Ce propos ne vise ni à condamner ni à juger, mais à lancer une réflexion collective. Que voulons-nous transmettre aux générations futures à travers cette évolution vestimentaire ? Jusqu’où pouvons-nous aller au nom de la liberté d’expression ?
Nous sommes Africains, Bantu, héritiers d’une culture qui valorise la dignité, la pudeur et le respect mutuel. Le corps de la femme, dans nos traditions, est un trésor : il se protège, se valorise, mais ne s’expose pas à l’excès. La liberté, aussi précieuse soit-elle, doit s’exercer avec responsabilité.
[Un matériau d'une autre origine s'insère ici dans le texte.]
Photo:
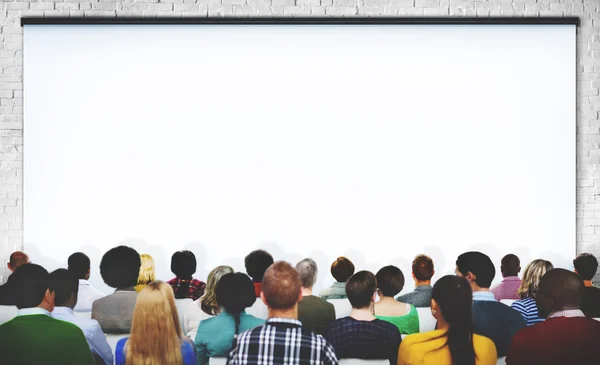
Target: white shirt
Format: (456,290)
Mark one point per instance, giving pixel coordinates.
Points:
(92,331)
(87,296)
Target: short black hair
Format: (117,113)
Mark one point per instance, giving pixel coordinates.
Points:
(478,264)
(235,292)
(120,267)
(390,280)
(78,264)
(360,288)
(586,265)
(183,264)
(63,283)
(30,283)
(257,262)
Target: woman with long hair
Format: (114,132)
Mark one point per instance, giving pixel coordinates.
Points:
(155,337)
(206,306)
(528,289)
(453,342)
(235,293)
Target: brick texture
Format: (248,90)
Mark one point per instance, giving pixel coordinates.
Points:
(11,76)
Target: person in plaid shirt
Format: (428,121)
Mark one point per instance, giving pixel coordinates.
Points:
(183,265)
(281,340)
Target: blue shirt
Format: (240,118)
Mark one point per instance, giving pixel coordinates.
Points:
(91,329)
(187,352)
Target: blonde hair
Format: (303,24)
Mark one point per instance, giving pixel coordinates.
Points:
(208,302)
(147,274)
(531,278)
(155,330)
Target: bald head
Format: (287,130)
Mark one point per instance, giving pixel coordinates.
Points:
(17,259)
(559,289)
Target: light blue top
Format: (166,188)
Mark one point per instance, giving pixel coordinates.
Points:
(91,329)
(215,335)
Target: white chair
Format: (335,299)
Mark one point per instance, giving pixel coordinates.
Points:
(7,312)
(343,308)
(426,320)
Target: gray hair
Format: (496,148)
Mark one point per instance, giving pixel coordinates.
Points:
(308,271)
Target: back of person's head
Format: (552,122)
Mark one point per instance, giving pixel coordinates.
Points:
(586,265)
(308,271)
(452,298)
(476,265)
(17,259)
(390,281)
(79,265)
(531,277)
(281,287)
(208,302)
(510,265)
(257,262)
(342,269)
(235,293)
(155,329)
(65,286)
(120,267)
(559,290)
(361,288)
(423,268)
(31,284)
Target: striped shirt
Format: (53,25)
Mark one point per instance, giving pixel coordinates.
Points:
(528,310)
(281,341)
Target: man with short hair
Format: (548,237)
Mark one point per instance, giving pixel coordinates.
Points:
(361,335)
(79,266)
(567,336)
(256,264)
(314,313)
(33,336)
(281,340)
(119,269)
(510,266)
(586,265)
(422,271)
(491,318)
(66,286)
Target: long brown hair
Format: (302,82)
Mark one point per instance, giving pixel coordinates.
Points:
(155,330)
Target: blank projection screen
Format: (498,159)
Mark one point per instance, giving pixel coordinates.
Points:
(374,141)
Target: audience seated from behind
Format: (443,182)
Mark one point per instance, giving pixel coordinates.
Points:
(510,266)
(491,318)
(147,273)
(183,265)
(79,266)
(156,336)
(314,313)
(257,262)
(33,336)
(361,335)
(453,342)
(235,293)
(585,266)
(341,269)
(390,282)
(119,269)
(281,340)
(567,336)
(422,272)
(66,286)
(531,279)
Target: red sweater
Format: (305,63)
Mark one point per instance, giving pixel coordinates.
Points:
(557,341)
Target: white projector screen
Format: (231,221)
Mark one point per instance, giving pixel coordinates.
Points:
(374,141)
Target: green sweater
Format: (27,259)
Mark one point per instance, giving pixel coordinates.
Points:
(41,339)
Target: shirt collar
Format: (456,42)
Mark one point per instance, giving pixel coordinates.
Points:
(30,311)
(486,296)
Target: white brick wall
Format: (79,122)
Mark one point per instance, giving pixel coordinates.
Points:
(11,73)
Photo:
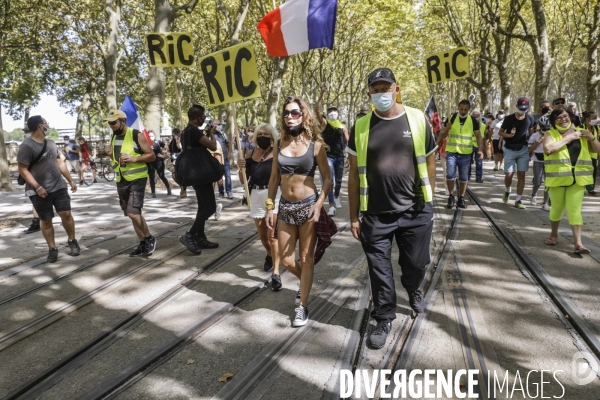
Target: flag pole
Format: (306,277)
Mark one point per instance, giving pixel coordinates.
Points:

Il est temps de trouver un équilibre. La jeunesse peut et doit s’exprimer, mais dans le respect de notre identité culturelle et de notre cadre social. Familles, éducateurs, leaders d’opinion et médias ont un rôle crucial à jouer pour promouvoir une mode qui reflète à la fois modernité et décence.

Ce n’est pas un rejet du progrès, mais un appel à la conscience. Pour qu’évoluer ne rime pas avec se perdre.